Why do traditional acceptance criteria fail on AI projects?

Traditional acceptance criteria fail on AI projects because they assume a fixed input produces a fixed output, but AI and large language model outputs are non-deterministic, the same input can produce different valid outputs. An exact-match criterion that asserts one specific expected output will pass on one run and fail on the next, not because the system is broken but because it was never going to produce a fixed result.

How should acceptance criteria work for AI features?

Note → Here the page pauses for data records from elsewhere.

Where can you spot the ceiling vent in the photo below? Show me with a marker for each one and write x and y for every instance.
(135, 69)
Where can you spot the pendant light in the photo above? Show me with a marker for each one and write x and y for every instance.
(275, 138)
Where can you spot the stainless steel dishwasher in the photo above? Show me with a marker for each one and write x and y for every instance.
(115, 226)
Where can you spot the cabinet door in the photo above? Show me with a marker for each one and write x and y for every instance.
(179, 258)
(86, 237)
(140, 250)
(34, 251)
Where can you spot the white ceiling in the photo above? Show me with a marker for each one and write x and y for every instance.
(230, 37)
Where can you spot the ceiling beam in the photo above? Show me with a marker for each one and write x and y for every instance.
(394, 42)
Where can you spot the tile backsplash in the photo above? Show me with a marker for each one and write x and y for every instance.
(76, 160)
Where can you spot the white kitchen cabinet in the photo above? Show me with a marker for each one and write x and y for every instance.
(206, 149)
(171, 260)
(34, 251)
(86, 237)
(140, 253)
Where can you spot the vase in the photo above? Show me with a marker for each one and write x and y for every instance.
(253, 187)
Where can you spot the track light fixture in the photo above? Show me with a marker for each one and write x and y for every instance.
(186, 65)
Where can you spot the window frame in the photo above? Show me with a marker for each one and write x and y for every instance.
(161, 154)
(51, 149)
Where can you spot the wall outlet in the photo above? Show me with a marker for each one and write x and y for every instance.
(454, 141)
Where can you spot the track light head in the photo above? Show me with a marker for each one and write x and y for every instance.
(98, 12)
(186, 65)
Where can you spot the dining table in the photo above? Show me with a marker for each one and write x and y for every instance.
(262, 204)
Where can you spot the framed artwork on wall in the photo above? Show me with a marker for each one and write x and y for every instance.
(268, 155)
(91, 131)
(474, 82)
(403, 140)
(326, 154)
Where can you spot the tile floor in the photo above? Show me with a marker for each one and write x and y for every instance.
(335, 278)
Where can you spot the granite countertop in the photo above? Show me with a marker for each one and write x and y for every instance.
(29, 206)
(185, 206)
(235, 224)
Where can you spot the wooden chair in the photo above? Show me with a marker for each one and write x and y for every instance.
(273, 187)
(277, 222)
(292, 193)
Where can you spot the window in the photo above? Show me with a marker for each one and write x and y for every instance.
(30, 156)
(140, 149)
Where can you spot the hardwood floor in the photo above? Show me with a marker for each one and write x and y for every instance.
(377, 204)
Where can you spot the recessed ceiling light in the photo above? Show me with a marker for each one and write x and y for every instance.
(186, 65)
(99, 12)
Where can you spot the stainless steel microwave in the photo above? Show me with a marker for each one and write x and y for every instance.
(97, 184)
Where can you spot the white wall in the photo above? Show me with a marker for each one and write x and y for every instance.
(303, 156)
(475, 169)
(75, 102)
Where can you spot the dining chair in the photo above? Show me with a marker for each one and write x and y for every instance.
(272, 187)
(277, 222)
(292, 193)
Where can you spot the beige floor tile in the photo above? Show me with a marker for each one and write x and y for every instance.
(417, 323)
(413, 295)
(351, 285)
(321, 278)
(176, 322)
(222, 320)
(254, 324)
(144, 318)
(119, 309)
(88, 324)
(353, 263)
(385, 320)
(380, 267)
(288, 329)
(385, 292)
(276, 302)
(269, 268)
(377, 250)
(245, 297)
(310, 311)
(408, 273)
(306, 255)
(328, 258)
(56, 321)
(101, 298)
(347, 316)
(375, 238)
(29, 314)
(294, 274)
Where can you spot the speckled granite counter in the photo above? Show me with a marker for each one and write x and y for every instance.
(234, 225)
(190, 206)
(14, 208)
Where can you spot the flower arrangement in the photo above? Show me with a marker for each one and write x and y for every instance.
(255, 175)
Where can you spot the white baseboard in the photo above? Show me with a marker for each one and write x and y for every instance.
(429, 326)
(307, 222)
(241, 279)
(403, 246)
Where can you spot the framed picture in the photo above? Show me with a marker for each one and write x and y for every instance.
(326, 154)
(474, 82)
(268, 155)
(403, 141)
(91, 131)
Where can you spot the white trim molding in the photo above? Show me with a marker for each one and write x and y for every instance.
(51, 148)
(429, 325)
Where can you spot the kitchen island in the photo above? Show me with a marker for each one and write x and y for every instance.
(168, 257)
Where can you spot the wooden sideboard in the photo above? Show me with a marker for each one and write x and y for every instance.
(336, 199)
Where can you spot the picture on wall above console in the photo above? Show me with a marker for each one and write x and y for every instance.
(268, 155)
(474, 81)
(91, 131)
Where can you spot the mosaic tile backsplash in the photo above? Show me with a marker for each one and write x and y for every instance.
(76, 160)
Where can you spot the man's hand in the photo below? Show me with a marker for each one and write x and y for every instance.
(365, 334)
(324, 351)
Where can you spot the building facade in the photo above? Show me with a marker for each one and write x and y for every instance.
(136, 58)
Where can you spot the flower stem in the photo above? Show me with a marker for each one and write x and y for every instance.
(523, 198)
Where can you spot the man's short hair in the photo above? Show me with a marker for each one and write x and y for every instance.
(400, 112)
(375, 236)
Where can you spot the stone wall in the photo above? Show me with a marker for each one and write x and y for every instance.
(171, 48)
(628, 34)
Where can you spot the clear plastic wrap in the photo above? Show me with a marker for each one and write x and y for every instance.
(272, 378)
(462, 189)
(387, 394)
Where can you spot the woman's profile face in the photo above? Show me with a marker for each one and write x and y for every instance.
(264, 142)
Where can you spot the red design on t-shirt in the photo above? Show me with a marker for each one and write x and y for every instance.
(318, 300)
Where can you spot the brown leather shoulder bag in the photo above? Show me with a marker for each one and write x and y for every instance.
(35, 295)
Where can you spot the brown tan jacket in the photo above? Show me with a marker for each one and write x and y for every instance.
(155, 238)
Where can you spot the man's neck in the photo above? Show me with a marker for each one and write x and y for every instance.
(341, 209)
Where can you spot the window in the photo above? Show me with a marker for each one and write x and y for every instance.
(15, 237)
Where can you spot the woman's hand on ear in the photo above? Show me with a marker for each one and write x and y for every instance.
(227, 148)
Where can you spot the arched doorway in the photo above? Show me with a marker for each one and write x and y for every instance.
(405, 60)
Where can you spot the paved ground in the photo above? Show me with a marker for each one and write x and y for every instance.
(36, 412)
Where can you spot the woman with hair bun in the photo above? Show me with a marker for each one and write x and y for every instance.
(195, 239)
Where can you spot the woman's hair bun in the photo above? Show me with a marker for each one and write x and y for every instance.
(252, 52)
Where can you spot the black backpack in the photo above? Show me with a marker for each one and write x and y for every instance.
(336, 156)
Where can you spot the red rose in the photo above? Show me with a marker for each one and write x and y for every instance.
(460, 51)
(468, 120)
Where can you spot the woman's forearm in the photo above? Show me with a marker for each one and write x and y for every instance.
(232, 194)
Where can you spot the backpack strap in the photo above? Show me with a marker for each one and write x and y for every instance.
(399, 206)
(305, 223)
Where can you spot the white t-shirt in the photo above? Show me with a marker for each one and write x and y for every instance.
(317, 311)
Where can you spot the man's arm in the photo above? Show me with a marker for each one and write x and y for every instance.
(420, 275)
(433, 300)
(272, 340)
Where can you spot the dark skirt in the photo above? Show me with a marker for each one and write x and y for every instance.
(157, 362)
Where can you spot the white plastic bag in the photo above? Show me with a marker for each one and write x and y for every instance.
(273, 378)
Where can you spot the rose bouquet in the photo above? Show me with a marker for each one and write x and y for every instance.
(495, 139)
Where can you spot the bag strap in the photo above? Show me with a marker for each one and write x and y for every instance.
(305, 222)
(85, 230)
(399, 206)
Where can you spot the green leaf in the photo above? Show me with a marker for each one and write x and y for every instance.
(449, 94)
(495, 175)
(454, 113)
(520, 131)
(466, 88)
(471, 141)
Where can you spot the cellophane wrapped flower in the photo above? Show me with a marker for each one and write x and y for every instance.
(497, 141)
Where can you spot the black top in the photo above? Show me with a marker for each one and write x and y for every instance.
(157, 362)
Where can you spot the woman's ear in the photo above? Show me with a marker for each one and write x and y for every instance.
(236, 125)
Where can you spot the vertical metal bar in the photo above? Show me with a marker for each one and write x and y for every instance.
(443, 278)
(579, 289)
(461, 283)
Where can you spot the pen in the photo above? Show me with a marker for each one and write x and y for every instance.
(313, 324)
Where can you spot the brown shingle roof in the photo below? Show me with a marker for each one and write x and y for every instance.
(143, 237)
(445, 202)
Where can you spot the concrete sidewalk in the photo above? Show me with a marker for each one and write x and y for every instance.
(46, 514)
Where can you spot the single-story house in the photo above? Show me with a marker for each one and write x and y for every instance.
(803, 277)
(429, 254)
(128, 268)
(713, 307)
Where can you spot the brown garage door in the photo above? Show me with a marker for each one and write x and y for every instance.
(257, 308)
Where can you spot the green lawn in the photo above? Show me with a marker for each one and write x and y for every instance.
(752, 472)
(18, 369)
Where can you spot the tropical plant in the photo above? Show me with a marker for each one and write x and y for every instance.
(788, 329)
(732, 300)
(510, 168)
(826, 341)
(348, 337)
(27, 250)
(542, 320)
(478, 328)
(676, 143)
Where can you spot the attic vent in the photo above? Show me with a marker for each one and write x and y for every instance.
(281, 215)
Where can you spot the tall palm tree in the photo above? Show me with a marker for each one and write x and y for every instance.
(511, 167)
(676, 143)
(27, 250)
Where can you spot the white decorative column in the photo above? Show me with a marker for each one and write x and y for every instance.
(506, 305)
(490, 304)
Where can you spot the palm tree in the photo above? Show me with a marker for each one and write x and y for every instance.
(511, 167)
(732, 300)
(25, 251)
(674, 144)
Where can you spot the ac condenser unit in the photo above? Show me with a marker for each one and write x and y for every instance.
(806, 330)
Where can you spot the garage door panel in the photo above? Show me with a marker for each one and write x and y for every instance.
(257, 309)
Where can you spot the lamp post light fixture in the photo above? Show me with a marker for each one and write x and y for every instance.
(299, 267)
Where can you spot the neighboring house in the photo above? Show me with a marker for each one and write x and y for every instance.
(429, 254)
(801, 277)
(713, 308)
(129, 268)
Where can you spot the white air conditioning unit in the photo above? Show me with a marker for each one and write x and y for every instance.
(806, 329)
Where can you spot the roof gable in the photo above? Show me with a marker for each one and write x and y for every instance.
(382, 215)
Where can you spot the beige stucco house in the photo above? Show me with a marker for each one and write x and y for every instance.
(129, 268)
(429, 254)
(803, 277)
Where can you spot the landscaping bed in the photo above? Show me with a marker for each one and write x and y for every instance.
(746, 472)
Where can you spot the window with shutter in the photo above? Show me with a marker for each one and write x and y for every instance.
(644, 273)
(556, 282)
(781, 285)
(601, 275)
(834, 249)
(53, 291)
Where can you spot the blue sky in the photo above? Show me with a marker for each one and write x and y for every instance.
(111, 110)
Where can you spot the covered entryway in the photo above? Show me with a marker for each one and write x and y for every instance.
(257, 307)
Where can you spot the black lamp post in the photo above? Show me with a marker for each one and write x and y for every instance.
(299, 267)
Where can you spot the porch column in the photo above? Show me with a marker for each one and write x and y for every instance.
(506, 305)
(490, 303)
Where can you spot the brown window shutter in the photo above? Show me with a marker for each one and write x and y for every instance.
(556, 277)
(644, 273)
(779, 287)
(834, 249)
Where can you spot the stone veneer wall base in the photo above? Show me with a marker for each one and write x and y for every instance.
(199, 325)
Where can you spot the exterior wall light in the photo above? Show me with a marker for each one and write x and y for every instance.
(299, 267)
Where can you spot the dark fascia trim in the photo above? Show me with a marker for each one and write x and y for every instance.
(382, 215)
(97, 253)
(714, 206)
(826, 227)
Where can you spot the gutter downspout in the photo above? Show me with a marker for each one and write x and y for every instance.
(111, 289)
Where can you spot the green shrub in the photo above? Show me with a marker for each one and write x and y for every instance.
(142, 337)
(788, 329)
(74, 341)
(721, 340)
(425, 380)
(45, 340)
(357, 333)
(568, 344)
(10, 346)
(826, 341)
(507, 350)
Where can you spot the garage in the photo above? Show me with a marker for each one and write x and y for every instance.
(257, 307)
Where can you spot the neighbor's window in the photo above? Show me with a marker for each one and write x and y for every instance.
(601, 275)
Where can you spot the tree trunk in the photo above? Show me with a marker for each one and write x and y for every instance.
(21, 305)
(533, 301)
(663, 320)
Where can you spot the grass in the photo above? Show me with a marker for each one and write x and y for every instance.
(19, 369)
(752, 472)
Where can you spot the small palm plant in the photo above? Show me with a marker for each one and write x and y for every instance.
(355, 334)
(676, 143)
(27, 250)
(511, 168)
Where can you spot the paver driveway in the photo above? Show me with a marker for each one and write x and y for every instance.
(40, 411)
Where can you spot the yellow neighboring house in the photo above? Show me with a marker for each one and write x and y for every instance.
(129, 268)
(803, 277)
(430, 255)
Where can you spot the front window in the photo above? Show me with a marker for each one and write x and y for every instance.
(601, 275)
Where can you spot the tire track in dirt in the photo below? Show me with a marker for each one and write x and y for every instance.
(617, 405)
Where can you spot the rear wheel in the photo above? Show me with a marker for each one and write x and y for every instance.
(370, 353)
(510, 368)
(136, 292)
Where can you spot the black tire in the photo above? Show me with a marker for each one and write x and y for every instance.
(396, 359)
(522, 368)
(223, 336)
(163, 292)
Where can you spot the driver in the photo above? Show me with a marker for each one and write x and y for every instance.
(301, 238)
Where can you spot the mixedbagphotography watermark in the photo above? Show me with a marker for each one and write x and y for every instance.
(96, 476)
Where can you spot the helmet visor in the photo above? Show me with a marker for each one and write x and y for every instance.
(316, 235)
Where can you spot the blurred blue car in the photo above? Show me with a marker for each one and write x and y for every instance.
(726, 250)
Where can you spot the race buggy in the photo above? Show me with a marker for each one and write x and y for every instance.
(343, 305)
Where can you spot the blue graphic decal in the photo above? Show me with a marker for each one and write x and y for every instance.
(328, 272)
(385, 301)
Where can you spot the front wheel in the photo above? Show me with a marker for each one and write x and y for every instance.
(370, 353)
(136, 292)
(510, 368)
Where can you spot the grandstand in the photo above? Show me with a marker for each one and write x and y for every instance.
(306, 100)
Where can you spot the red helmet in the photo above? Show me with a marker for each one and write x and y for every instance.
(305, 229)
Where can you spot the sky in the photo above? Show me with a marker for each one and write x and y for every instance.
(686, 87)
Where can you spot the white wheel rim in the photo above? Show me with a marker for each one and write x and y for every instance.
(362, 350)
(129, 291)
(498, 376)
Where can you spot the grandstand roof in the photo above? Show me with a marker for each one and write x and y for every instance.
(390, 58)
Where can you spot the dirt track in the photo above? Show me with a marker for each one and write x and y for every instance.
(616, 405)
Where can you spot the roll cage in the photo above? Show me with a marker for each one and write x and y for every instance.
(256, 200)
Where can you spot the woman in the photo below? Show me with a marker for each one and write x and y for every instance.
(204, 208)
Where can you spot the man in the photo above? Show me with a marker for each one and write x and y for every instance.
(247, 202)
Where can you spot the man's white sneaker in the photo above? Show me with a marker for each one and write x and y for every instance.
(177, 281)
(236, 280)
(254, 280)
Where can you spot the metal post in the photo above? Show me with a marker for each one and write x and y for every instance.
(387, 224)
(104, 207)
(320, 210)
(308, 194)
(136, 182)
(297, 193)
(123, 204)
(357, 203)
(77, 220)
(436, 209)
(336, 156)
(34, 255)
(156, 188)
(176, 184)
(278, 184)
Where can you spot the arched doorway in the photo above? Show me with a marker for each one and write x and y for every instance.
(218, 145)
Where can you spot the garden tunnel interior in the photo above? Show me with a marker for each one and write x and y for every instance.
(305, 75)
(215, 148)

Acceptance criteria for AI features should assert properties and bounds rather than exact matches: the properties every valid output must hold (format, grounding, no disallowed content), the guardrails it must never cross, the aggregate quality measured across an evaluation set against a threshold, and the deterministic wrapper around the model (validation, fallback, logging) tested normally. You test the distribution of outputs, not a single answer.

What is an evaluation set for AI testing?

An evaluation set is a curated collection of representative inputs with expected properties or graded answers, used to measure an AI feature's quality at scale. You run the whole set and measure metrics like accuracy or task success against a threshold, rather than testing one input. It includes typical cases, edge cases, and adversarial inputs, and doubles as a regression suite when the prompt or model changes.

Can you test AI systems at all if they are non-deterministic?

Yes. You test non-deterministic systems by asserting invariants and distributions instead of exact outputs: properties that must always hold, guardrails that must never be crossed, and aggregate quality over a representative evaluation set above a threshold. You also wrap the model in deterministic logic, validation, fallbacks, logging, that you test conventionally. The model's variability is handled statistically, while the surrounding system is tested precisely.

What is the biggest mistake teams make testing AI features?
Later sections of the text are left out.